На исходе 2003 года на геополитической карте Старого Света стали проступать новые рубежи. Этот процесс начался после распада СССР, высвободившего из-под контроля "естественные экономические и политические тяготения". Не сдерживаемые границами, они стали работать на формирование новых очертаний зон взаимного сближения и взаимного отталкивания государств. Из запертого внутри СССР закрытого региона Средней Азии и Казахстана стал формироваться регион Центральной Азии. Он не ограничен территориями старых советских республик. Фактически в него входит Афганистан (как минимум его таджикско-узбекские районы) и Синьцзян-Уйгурский район Китая (по крайней мере его северо-западные части с преобладанием уйгуров и казахов). Исподволь и поперек официальных границ возобновился прерванный советизацией Средней Азии процесс формирования центральноазиатской подсистемы международных отношений. Он непосредственно затрагивает интересы Пакистана, Китая, Ирана, а косвенно - России, Индии и - самое непривычное - США. Западная наука с любопытством взирает на происходящее, запуская в обиход новое выражение "Большая Центральная Азия" - Greater Central Asia.
Сходным образом расползается старая геополитическая карта Закавказья. На Азербайджан и Армению (несмотря на сопротивление последней) стратегическая обстановка вокруг Турции и Ирана начинает влиять сильней, чем положение дел в России. По политическим соображениям в Ереване стараются этот процесс замедлить, но не могут его остановить. Понятие "Средний Восток" (фактически - Иран и Афганистан), к которому привыкли в России, сейчас вообще перестало работать: идет формирование региона Большой Западной Азии (Greater Western Asia). В ее состав включаются Иран, Азербайджан, Армения и Турция. К северу от этого региона зависла в неопределенности Грузия. Если она уцелеет как единое государство, то скорее всего окажется, так сказать, последним и единственным представителем "Закавказья", тяготея к северу и, значит, к России. Если уже и формально распадется, то южная ее тоже вольется в Большую Западную Азию (БЗА).

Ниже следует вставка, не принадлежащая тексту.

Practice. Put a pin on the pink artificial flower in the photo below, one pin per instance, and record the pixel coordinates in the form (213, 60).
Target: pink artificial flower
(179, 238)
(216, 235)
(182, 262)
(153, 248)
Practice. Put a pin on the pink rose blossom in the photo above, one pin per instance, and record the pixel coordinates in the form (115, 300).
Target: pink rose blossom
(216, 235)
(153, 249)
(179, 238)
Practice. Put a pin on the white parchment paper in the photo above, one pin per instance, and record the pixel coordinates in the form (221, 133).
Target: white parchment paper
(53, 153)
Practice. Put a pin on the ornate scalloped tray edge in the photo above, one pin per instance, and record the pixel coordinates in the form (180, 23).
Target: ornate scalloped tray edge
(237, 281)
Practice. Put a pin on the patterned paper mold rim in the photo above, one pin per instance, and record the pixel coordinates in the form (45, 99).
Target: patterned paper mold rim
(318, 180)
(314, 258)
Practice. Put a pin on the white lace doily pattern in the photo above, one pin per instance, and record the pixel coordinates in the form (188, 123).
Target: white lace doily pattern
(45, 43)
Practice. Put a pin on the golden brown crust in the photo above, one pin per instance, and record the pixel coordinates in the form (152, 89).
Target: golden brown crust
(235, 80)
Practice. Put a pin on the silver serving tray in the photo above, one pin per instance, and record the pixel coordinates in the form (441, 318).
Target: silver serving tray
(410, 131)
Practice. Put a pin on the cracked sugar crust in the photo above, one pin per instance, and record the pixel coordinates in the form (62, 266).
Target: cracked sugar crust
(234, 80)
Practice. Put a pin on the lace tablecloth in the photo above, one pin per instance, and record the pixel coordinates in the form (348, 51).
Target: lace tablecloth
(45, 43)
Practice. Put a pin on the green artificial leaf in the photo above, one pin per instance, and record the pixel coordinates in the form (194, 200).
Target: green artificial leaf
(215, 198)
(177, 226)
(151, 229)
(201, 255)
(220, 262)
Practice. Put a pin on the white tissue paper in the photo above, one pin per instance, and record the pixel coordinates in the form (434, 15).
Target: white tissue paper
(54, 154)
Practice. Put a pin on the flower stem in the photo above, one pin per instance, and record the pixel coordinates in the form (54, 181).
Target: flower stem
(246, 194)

Неясно с Ираком. Ряд авторов сегодня относят его к БЗА, другие - по-старому пользуются понятием "Ближний Восток" и относят Ирак к нему. Варианты возможны. Окажется Курдистан независимым (американские братья никаких гарантий не дают) - ему прямая дорога в БЗА. Уцелеет Ирак как единая страна (не могу себе этого представить, видя, как там "управляется" администрация Буша) - может быть, останется по традиции в составе Ближнего Востока.
Дело не в словах. Слова важны лишь потому, что они отражают новую реальность. А она заключается в том, что рухнул принцип обеспечения международной безопасности на региональной основе.
Регионализм - дитя регионализации, понимаемой как тенденция к преодолению границ между странами, полтора десятилетия умиляет экспертов своими достижениями в экономике и политике. За те же 15 лет он полностью подорвал основу региональной безопасности. Это еще одна структурная причина кризиса НАТО - главного военного союза ХХ века. Для того чтобы сохраниться сегодня, этот союз должен приобрести трансрегиональные, фактически общемировые функции. Но политической воли к этому нет, как нет согласия на сей счет среди европейских стран, для которых этот союз создавался и который они (похоже, ошибочно) считают "принадлежащим им по закону".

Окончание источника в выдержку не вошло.